30 de Maio

Os pequenos raposos que arruinam nossa vida

Apanhai-nos as raposas, as raposinhas, que fazem mal às vinhas; pois as nossas vinhas estão em flor.

Um pequeno espinho causa grande sofrimento. Uma nuvem pequena esconde o sol. As raposinhas fazem mal às vinhas, e os pequenos pecados prejudicam profundamente o nosso coração. Esses pecados aparentemente insignificantes se alojam na alma, enchendo-a de tudo aquilo que Cristo detesta, impedindo que ele mantenha comunhão confortável conosco. Um pecado grande pode não destruir um cristão, mas um pequeno pecado pode deixá-lo miserável.
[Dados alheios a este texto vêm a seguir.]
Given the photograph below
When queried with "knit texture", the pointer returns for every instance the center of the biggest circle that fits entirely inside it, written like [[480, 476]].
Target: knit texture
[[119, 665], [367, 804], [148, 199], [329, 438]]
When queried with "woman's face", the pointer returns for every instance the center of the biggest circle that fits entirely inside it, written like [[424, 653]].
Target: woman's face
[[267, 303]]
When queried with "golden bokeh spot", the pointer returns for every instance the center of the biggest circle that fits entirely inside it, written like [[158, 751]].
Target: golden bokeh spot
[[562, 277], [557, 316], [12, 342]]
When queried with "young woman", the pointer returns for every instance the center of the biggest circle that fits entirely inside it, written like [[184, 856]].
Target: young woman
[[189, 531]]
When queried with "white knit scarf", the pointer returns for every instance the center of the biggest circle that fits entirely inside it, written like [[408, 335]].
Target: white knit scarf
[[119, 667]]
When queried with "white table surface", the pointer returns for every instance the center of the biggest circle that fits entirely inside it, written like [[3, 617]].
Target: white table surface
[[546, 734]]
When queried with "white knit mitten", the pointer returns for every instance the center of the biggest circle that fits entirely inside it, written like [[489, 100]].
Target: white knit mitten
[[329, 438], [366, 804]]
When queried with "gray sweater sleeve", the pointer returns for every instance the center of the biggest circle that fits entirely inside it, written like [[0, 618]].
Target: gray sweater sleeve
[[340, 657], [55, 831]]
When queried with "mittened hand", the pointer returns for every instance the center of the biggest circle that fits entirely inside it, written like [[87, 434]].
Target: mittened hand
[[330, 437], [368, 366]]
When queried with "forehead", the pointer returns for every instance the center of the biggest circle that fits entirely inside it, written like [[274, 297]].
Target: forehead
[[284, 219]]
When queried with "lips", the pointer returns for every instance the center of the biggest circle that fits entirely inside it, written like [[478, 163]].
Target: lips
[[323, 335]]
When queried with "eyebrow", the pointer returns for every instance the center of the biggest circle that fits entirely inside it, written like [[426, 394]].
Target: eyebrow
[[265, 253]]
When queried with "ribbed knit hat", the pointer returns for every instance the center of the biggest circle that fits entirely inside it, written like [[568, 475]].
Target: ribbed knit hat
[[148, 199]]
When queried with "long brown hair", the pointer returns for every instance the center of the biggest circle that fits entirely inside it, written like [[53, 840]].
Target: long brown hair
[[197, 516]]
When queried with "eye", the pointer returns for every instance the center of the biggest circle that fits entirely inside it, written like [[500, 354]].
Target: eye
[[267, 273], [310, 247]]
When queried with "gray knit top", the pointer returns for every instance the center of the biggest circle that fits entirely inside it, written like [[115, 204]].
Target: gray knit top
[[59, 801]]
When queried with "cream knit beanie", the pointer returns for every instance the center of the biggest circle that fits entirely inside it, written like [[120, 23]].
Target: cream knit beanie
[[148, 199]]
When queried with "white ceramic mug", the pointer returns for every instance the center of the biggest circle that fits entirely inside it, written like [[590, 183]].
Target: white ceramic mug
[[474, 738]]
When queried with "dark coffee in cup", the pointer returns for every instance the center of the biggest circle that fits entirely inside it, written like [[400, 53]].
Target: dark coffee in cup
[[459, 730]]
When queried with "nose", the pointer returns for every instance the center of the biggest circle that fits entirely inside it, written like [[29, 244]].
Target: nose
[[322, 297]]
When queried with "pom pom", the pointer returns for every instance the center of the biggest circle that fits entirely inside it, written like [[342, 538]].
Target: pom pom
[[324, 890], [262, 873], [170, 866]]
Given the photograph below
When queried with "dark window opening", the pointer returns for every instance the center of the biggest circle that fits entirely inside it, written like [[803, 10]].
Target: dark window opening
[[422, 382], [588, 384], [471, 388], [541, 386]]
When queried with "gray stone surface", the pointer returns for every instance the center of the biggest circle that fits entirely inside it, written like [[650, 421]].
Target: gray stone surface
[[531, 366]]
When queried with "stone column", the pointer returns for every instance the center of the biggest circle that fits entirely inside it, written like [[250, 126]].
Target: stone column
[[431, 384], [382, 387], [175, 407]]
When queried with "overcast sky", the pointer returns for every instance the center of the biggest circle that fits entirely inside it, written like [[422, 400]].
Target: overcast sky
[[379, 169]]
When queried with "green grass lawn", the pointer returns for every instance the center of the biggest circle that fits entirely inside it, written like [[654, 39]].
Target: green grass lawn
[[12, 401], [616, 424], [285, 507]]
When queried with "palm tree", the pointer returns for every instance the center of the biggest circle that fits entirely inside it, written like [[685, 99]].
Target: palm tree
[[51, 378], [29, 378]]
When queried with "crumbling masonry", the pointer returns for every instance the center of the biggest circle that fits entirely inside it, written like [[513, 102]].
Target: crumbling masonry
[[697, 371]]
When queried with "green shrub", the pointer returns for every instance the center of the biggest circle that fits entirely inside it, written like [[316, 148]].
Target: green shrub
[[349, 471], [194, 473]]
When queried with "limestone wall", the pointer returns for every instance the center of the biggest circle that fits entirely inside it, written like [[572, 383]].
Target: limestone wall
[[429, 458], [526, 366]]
Jesus não caminha com seu povo se não expulsarmos todo pecado conhecido. Ele mesmo disse: quem guarda seus mandamentos permanece no seu amor.

Muitos cristãos raramente desfrutam da presença do Salvador. Como isso é possível? Certamente é uma aflição para uma criança tender ser separada do pai. Você é filho de Deus e ainda assim fica satisfeito sem ver a face do Pai? Você é esposa de Cristo e contente sem sua companhia? Que situação triste! A noiva fiel de Cristo chora como uma pomba sem seu companheiro quando ele se afasta. Então pergunto: o que afastou Cristo de você? Ele se esconde atrás do muro dos seus pecados. Esse muro é construído com pedrinha tão facilmente quanto com pedras grandes. O mar é feito de gotas; as montanhas, de grãos. O abismo que o separa de Cristo pode estar cheio de gotículas dos seus pequenos pecados. O recife que quase naufragou seu barco pode ter sido formado pelos insetos minúsculos dos seus pequenos pecados diários. Se você deseja viver com Cristo, caminhar com ele, vê-lo e ter comunhão com ele, tenha cuidado com "as raposinhas que fazem mal às vinhas". Jesus o convida para caçá-las junto. Ele fará isso com facilidade, como fez Samson. Vá com ele nessa caçada.

Oração

Senhor, abro meus olhos para os pequenos pecados que tenho ignorado, aqueles que parecem insignificantes mas afastam meu coração do seu. Perdoe-me por tolerar o que deveria combater. Dê-me coragem para confessar e abandonar cada rapoza pequena que destrói minha paz com você. Quero caminhar em comunhão real, sentir sua presença novamente. Capacite-me a vigiar minha alma com vigilância, rejeitando o que prejudica meu relacionamento com você. Amém.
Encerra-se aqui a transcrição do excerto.